All too often, when a new occupational license is proposed in the state Legislature, the measure passes with little scrutiny and a previously unregulated profession is suddenly saddled with the most restrictive form of regulation. These licenses, in turn, can fence out aspiring workers, drive up costs for consumers and stifle innovation.

There are encouraging signs, however, that Wisconsin legislators are willing to slow down the process and consider less restrictive alternatives. When a bill to license a handful of public insurance adjusters in the state was introduced, the Badger Institute encouraged legislators to consider a range of less burdensome options. Legislators listened and voted to implement a voluntary registration for in-state practitioners and a mandatory registration for those from outside Wisconsin. The measure unanimously passed a Senate committee and was passed today by the full Senate.

“This vote is a move in the right direction,” said Julie Grace, policy analyst for the Badger Institute and author of “Absence and Violation,” a new report that examines Wisconsin licensing boards. “Lawmakers should consider the full range of options before moving to fully license a profession. Unless there is potential for demonstrated and substantial harm to public health and safety, a license isn’t justified.”

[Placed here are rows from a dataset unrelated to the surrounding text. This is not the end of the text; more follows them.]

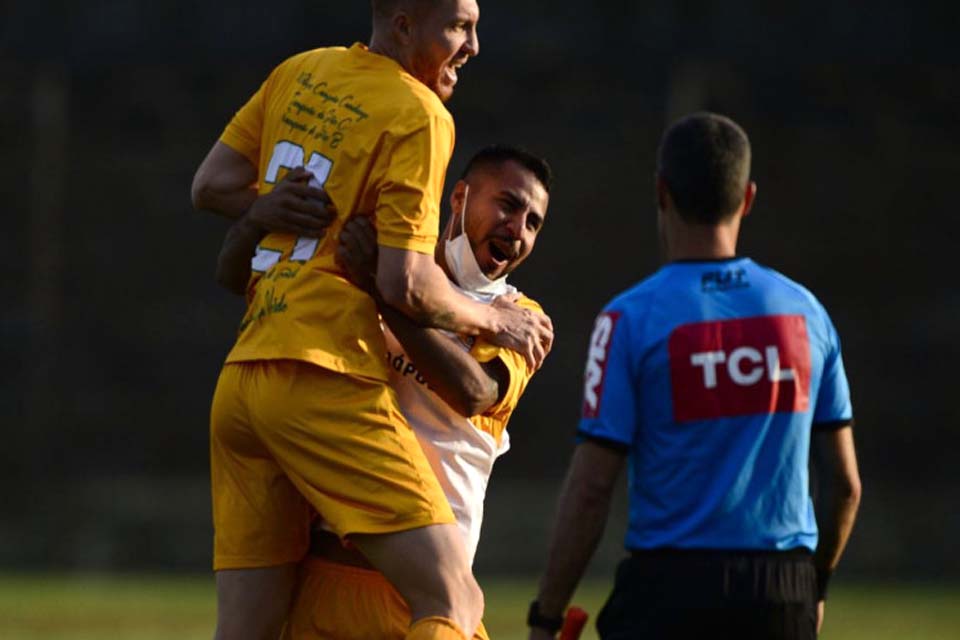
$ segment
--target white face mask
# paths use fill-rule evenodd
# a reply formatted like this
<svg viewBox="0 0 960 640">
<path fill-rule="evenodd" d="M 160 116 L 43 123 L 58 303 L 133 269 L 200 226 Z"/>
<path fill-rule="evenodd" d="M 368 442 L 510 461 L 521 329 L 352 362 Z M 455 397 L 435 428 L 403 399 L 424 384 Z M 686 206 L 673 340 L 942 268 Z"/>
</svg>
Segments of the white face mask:
<svg viewBox="0 0 960 640">
<path fill-rule="evenodd" d="M 453 274 L 457 284 L 462 289 L 474 293 L 502 295 L 508 289 L 507 276 L 498 280 L 488 278 L 480 269 L 480 265 L 477 264 L 477 256 L 470 246 L 470 239 L 467 238 L 467 195 L 469 193 L 470 187 L 466 186 L 463 191 L 463 209 L 460 211 L 460 235 L 456 238 L 448 237 L 446 239 L 443 246 L 443 255 L 446 258 L 447 267 L 450 268 L 450 273 Z M 450 229 L 448 236 L 453 234 L 453 227 Z"/>
</svg>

Optional registration like the one included in this bill provides consumers with valuable information when hiring a public adjuster. It also allows in-state adjusters to choose for themselves — rather than be mandated by the state — whether they want to complete a registration or not. Registration for out-of-state adjusters will address concerns about unscrupulous providers coming into the state to take advantage of Wisconsin residents following a natural disaster.